Posts Tagged ‘nursing’

I knew that it would happen in steps. Today, I heard of the deaths of two residents from where my first clinical experience in school was.  I didn’t witness it, but it was the first time that someone I had some responsibility for, even in a very limited manner, has died.

I’m analying/overanalyizing my reaction.  I was very worried about it, selfishly. After some volunteer work a number of years ago, I saw a rape victim in the ER I was in.  It really rattled me for a while.  So I was concerned that with each step like this, with each stage, (like the first time I did anything with a hospice patient) I’d back down. I’d decide that nursing wasn’t for me.

But I felt sadness, and fond memories.  I found out through the obituary that a name that one resident would say all the time was actually a special relative to her. That made me smile, because it meant even though the fog of dementia, there was still someone from before that touched her so deeply, it stayed.  That spoke to me a lot about the human condition, and the power we all have to touch people.  Who will I remember? Who will remember me?

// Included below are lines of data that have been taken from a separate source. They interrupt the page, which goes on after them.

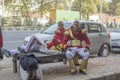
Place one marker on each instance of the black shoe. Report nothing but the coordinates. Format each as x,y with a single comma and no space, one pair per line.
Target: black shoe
82,72
73,73
5,52
21,50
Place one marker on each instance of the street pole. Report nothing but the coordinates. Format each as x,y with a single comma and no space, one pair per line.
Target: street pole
80,9
101,10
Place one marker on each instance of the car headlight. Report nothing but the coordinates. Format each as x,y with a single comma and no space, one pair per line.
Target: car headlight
25,42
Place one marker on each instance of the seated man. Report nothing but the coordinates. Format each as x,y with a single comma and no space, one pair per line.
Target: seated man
59,34
34,43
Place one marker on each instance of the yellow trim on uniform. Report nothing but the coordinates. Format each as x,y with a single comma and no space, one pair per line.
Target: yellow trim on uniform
66,33
84,31
57,31
75,43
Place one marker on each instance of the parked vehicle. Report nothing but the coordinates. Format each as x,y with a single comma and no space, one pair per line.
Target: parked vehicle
115,40
96,32
1,43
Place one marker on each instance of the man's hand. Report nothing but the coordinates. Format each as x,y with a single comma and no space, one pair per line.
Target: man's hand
1,56
86,50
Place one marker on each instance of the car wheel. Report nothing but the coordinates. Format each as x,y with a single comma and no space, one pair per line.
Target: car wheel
103,52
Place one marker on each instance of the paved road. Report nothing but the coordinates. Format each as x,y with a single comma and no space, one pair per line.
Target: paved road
58,70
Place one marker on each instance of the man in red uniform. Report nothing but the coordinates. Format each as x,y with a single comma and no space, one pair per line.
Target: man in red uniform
59,34
73,42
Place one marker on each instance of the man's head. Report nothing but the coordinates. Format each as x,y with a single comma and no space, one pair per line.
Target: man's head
60,24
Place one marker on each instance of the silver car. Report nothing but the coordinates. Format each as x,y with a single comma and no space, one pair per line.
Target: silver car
96,32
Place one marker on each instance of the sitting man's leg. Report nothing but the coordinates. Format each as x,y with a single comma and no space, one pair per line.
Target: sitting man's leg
9,53
70,55
85,56
32,45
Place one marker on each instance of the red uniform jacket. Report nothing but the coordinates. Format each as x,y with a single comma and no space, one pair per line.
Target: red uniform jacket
59,34
71,35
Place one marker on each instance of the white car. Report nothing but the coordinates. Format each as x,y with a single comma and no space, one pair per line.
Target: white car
96,32
115,40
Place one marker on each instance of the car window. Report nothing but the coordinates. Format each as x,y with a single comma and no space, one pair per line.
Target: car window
94,28
54,27
116,30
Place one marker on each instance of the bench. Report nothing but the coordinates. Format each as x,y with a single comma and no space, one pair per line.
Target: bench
42,58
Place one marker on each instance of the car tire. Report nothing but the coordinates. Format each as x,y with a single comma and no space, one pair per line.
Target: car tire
101,51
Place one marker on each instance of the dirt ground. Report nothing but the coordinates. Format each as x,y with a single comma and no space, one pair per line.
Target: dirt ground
59,71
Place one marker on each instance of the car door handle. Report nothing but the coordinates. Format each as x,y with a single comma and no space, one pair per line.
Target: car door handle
100,34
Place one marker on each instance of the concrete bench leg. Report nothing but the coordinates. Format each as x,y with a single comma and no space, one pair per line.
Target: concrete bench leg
14,59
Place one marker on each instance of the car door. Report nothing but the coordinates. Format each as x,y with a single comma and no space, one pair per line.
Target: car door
97,36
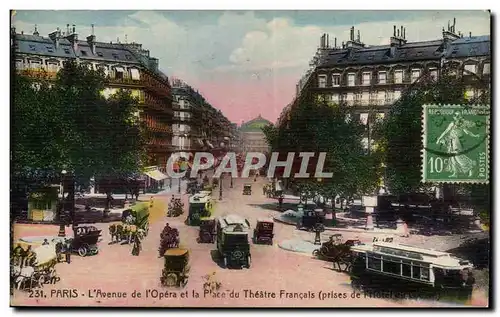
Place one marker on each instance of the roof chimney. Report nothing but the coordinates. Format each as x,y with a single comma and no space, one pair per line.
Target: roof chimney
399,37
91,40
355,43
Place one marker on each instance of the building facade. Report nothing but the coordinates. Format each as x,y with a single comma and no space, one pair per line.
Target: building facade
371,78
126,66
252,136
197,125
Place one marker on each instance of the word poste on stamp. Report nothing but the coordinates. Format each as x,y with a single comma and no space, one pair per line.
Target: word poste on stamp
456,143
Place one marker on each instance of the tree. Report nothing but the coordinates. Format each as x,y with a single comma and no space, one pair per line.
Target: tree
402,130
316,125
68,124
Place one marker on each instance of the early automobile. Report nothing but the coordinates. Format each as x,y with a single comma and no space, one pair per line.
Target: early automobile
207,230
247,189
232,241
200,206
310,220
407,268
263,232
175,272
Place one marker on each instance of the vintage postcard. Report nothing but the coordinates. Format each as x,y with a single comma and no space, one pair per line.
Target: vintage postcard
250,159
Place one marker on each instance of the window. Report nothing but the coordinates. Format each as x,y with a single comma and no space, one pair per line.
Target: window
415,74
366,78
433,73
35,64
486,68
382,78
350,97
119,71
104,69
351,79
392,267
389,96
416,272
469,94
424,274
363,118
398,76
374,263
321,81
336,80
381,97
135,74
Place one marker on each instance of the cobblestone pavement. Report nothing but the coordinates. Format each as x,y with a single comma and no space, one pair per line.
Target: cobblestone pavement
295,280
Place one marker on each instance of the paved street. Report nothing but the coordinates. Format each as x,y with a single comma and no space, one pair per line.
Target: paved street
285,273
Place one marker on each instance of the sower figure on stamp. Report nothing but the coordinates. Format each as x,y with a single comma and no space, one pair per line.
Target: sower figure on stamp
67,250
451,138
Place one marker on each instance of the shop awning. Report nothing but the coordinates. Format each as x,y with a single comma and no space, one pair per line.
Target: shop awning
156,175
135,74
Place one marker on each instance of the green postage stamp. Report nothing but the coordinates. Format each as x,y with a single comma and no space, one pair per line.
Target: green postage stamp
456,144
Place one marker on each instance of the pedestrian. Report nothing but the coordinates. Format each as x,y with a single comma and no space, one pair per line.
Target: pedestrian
406,231
67,250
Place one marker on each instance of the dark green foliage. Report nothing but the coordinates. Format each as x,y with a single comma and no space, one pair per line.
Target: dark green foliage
67,124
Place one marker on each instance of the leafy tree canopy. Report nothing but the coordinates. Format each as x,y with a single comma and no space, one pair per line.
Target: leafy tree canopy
67,124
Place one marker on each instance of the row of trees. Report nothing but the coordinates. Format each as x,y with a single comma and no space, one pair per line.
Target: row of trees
67,124
316,125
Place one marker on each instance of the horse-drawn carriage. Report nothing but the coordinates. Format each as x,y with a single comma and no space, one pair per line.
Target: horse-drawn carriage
33,266
247,189
310,221
337,251
263,232
133,224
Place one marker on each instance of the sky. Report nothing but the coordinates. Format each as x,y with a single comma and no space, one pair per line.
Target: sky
246,63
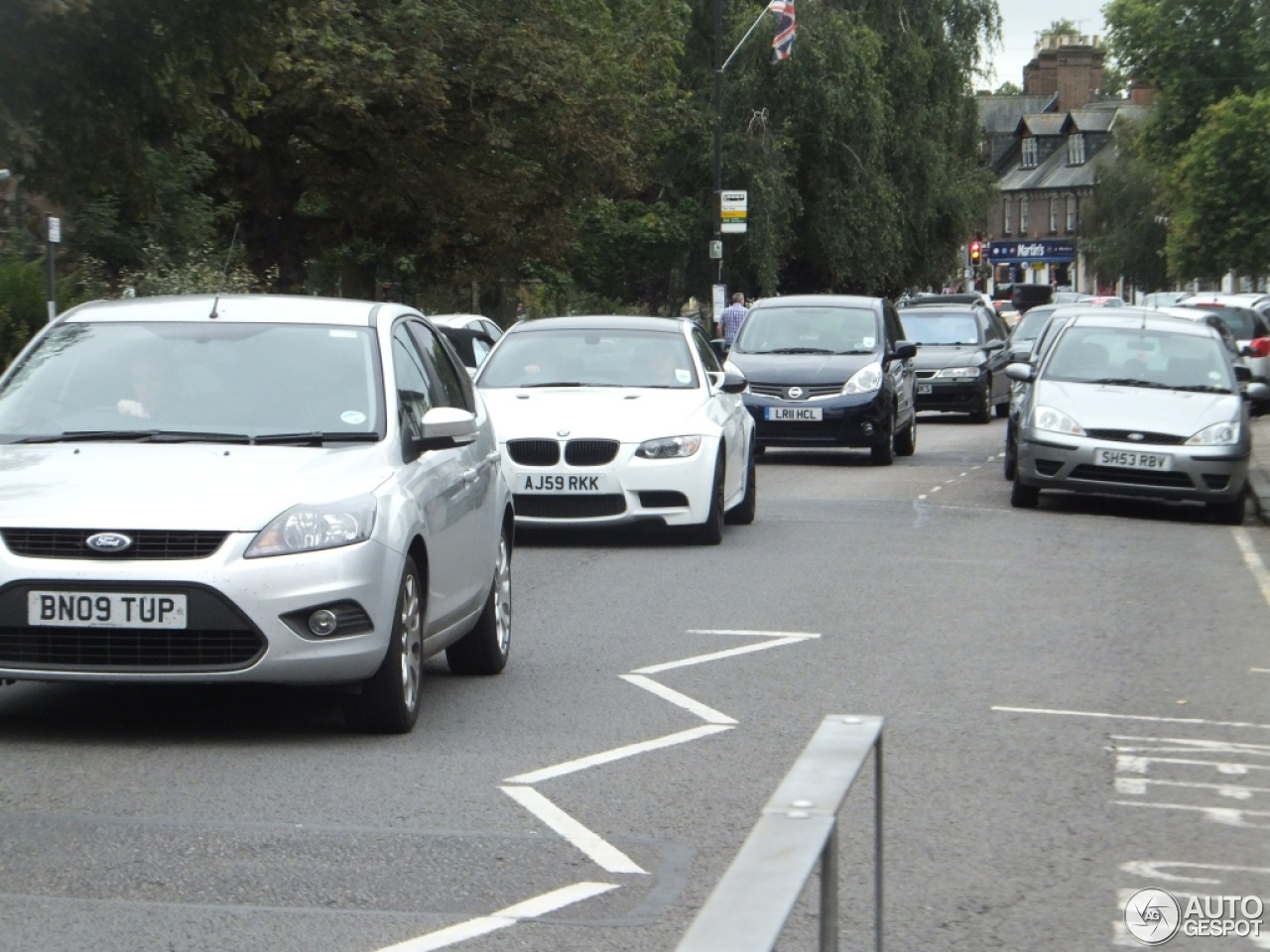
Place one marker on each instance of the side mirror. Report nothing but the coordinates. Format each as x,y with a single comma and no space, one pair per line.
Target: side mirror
905,350
444,428
733,382
1021,372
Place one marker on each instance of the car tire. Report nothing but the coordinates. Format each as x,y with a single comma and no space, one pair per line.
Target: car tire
484,651
743,513
710,532
906,440
1227,513
1023,497
983,412
389,699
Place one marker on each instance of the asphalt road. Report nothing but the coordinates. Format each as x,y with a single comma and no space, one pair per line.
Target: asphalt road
1075,697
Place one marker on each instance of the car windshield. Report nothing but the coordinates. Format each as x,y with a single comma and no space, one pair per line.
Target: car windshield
1241,321
935,327
810,330
1141,358
182,381
590,357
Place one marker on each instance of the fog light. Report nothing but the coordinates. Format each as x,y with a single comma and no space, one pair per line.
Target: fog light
322,622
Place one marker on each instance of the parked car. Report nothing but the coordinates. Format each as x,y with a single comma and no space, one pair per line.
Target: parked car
828,371
250,489
1134,405
961,358
610,420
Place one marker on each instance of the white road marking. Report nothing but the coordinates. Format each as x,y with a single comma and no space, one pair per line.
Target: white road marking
485,924
706,714
607,757
587,842
1252,561
716,655
1153,870
1129,717
752,631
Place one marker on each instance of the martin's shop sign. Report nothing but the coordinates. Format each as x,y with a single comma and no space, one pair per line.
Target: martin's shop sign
1026,252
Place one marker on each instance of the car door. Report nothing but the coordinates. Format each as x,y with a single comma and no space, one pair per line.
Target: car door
439,489
729,413
901,371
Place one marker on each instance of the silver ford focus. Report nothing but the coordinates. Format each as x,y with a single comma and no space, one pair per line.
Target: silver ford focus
250,489
1133,404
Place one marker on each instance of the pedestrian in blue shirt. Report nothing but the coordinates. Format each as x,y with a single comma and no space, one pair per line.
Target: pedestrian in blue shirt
729,321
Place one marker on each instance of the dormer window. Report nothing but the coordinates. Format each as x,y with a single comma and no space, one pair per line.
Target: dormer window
1030,153
1076,149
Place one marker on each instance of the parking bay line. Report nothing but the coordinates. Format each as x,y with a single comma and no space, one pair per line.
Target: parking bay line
485,924
607,757
587,842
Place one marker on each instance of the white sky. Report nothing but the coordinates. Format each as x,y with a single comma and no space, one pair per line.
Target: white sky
1023,21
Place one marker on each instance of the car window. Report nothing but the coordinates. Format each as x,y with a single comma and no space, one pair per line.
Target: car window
810,330
414,386
449,375
590,357
930,325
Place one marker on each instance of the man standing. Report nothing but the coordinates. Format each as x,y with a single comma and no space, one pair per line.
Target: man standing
729,321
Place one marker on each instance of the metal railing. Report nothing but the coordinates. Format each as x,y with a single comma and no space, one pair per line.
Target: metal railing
748,909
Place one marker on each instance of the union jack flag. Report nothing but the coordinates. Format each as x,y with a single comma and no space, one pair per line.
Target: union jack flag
783,44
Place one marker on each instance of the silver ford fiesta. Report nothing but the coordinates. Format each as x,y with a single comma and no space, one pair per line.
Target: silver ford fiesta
1135,404
250,489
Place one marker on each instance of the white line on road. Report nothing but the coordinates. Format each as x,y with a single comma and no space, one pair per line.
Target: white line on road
753,631
706,714
716,655
604,855
1130,717
607,757
485,924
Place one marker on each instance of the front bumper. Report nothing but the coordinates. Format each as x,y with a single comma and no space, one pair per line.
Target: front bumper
238,617
1199,474
629,489
852,420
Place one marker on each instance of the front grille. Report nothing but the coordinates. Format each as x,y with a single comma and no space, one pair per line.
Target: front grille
572,506
534,452
70,543
781,390
126,648
1133,477
662,499
1143,436
590,452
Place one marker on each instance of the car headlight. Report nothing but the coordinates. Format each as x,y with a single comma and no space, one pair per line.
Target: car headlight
1051,420
866,380
668,447
308,529
1219,434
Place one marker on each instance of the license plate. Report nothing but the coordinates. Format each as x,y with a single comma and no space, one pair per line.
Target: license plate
1130,460
550,483
105,610
799,414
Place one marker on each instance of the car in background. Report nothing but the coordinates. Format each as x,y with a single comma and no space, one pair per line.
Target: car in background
611,420
250,489
1134,405
960,359
828,371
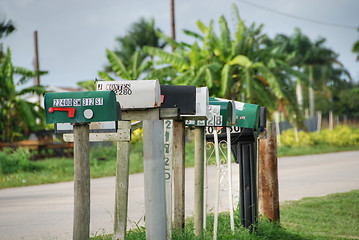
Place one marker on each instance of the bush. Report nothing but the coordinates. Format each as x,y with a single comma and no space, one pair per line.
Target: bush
15,161
341,136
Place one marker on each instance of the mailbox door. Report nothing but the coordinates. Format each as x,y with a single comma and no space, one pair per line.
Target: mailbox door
181,97
134,94
80,107
247,115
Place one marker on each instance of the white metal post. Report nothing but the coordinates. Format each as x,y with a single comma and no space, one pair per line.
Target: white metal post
229,162
154,177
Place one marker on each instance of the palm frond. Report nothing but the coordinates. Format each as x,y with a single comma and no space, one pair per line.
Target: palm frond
171,58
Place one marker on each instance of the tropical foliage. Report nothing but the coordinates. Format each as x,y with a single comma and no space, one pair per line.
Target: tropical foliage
232,67
17,116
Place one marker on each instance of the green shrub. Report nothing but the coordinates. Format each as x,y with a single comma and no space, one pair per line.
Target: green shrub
15,161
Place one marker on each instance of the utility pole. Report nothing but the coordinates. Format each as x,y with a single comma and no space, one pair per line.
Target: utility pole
36,61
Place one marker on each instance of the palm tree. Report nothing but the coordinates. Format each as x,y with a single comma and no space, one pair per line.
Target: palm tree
6,28
141,33
18,116
230,67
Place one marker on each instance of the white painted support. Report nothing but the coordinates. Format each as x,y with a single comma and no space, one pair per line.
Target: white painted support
229,162
154,178
168,141
216,204
319,123
205,185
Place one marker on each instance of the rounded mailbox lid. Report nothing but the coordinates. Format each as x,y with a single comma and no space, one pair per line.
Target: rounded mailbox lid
226,111
134,94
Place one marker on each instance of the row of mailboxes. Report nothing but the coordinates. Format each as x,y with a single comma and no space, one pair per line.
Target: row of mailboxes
111,97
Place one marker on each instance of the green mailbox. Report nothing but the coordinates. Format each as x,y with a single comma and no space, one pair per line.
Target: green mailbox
220,114
247,115
81,107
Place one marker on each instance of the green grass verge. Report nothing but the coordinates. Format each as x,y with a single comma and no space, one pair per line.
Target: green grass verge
334,216
103,163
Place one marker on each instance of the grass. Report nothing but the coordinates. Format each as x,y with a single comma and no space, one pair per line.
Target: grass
335,216
103,163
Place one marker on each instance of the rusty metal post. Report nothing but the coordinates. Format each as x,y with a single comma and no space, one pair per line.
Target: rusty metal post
121,194
268,176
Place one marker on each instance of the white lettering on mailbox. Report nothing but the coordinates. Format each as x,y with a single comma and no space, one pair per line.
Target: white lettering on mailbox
62,102
88,102
99,101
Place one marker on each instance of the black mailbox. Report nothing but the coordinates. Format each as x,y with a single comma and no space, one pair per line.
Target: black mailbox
181,97
244,150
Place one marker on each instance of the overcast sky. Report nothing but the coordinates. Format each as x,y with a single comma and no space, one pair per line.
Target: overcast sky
73,34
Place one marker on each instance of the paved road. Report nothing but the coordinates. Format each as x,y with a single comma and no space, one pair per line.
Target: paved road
46,211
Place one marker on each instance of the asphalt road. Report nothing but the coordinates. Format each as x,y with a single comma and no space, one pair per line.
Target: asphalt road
46,211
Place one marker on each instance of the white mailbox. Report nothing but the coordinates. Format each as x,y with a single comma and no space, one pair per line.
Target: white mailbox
202,102
134,94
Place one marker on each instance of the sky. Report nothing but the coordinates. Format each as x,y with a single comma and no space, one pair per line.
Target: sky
73,34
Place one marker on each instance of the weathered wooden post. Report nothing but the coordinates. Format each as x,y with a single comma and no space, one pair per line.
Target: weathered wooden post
179,174
198,180
168,140
201,115
268,176
80,109
81,227
154,174
121,191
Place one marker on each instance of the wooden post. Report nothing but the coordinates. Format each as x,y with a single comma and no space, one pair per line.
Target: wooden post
81,228
179,174
154,177
268,176
122,175
198,180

And it was nice to talk to family members a bit about this. They knew who I was talking about, and could share in my bit of sadness. The thought of that ripple, of people even from the fringes of your life, thinking about your passing and remembering you.

Anyway, my reaction was not what I expected. I found myself thinking, “Did I do enough? Did I make the last days of their life more pleasant? Or was I a burden? Did I rush too much? Was I impatient? Or did I pick up on their non verbal cues and give them what they needed to be as happy as they could be?”

I’d like to think that I was a positive part of their life, or at least neutral. I’d hate to think that I was part of what was sad about the end.  And I have to focus on that, throughout my career. Am I doing enough? Am I making their life better, or worse?

And I hope to constantly check my feelings, like this. I want to be good, and I don’t want to burn out. So, lots of navel gazing for me.

And goodbye to my friends, both in their 90s, who I was just a small blip in their long, long lives.  They touched me.

Read Full Post »

Academic Update

Since I’m heading to spring break this month, just about the midpoint, now is as good a time as any to update on my academic life.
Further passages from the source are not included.